Коперниканская или Птолемеевская революция?
Согласно его собственному сравнению (с Коперником), Кант не открыл для ума новых миров, но поставил самый ум на такую новую точку зрения, с которой все прежнее представилось ему в ином и более истинном виде.
Кант как бы спрашивает: «Как возможны успешные гипотезы?» И отвечает: потому что мы являемся не пассивными регистраторами чувственных данных, а активными организмами. Потому что на наше окружение мы реагируем не только инстинктивно, но иногда сознательно и свободно. Потому что мы способны изобретать мифы и теории, стремимся к объяснению, хотим знать.
Подчеркивая роль наблюдателя, исследователя, теоретика, Кант оказал глубокое влияние не только на философию, но также на физику и космологию. Он создал духовную атмосферу, в которой только и могли появиться теории Эйнштейна или Бора, а Эддингтона[6] можно назвать большим кантианцем, чем самого Канта. Экспериментатор не может ждать, когда природа раскроет ему свои секреты, а должен ставить перед ней вопросы[7]. Он должен подвергать ее допросу в свете своих сомнений, предположений и теорий, идей и догадок. Этот подход позволил увидеть в теоретической и экспериментальной науке продукт человеческого творчества, а ее историю рассматривать как часть истории идей, похожей на историю искусства и литературы.
Коперниканская (птолемеевская[8]) революция Канта решает и гуманистическую проблему, порожденную революцией самого Коперника. Если Коперник лишил человека центрального положения в физическом универсуме, то революция Канта смягчила этот удар. Кант показал, что наше положение в физическом универсуме не имеет большого значения: наш универсум в некотором смысле по-прежнему вращается вокруг нас. Мы сами – по крайней мере отчасти – вносим в него порядок, мы создаем наше знание о нем. Мы открываем, а открытие есть творчество.

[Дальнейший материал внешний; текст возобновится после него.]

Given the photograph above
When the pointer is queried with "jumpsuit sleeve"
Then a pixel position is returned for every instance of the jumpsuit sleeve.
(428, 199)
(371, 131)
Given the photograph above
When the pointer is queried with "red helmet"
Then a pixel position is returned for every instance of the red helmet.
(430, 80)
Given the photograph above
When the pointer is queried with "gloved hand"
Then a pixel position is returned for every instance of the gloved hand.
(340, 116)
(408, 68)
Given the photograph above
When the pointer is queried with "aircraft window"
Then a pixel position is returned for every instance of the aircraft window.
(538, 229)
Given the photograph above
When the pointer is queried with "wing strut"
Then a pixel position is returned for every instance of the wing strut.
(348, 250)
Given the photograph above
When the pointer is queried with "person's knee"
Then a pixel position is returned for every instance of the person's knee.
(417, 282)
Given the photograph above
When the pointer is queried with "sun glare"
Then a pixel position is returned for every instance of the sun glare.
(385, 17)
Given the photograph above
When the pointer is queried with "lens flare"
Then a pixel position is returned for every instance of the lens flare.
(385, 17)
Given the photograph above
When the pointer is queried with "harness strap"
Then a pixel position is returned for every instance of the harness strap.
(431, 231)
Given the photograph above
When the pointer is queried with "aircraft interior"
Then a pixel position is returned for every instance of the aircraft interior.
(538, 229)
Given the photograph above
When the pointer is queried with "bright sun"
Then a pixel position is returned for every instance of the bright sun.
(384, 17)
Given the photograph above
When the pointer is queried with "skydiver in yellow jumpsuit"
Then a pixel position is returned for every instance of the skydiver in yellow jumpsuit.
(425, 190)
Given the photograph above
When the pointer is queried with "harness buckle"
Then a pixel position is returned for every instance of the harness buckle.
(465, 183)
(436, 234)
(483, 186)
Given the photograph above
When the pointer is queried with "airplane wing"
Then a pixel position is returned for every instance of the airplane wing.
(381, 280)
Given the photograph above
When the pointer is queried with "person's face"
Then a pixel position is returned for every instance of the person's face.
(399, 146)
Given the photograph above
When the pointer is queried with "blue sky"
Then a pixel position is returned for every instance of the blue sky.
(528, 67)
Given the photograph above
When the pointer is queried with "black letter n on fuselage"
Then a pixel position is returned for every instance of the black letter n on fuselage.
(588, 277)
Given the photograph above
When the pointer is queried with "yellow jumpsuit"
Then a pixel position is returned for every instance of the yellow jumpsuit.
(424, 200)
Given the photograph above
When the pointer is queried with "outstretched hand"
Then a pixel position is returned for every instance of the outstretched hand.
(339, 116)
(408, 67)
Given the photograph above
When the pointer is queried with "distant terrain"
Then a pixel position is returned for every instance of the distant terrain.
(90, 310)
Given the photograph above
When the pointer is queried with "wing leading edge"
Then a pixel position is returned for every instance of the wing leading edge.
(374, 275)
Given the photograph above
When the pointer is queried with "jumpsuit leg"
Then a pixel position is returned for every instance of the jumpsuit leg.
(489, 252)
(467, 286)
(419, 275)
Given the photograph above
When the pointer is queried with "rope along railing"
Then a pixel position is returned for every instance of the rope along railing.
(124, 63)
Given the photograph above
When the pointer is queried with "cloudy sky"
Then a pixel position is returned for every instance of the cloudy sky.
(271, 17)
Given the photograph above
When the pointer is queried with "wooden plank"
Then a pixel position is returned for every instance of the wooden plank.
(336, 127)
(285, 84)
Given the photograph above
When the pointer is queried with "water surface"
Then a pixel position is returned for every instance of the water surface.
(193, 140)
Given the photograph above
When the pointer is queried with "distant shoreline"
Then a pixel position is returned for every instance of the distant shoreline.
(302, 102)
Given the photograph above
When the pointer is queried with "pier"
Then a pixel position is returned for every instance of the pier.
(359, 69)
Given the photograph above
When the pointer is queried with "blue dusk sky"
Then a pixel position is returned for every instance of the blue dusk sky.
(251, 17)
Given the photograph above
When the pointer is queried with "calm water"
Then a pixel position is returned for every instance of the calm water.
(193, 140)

Пробуждение Канта от “догматического сна”
Если на докритическом этапе И. Кант разрабатывал проблемы, которые были уже поставлены предшествующей философской мыслью, то на следующем, критическом этапе он выдвинул на первый план гносеологическую проблематику. Предметом специального анализа Кант сделал процесс познания, доказывая, что познание протекает по своим собственным законам.
Кант связывал возможности познания не со спецификой познаваемого объекта, а с особенностями познающего субъекта. Тем самым ответ на вопрос «Что я могу знать?» оказывался тесно связанным с ответом на вопрос о специфике познающего субъекта, его структуре, познавательных возможностях, границах. Кант продолжил просвещенческую традицию, отвергая самоочевидные сложившиеся взгляды на процесс познания, не подтверждающиеся критическим анализом.
Позиция Канта по этому поводу была такова. Прежде чем ставить вопросы, касающиеся статуса и возможностей эмпирического, опытно-индуктивного познания, как это сделал Ф.Бэкон и вся последующая эмпирическая методология, с одной стороны, и статуса и возможностей рационально-дедуктивной методологии, подобно Р. Декарту и всем сторонникам рационалистической традиции, – с другой, необходимо выяснить, что мы в принципе можем познать и можем ли познать то, что стремимся познать.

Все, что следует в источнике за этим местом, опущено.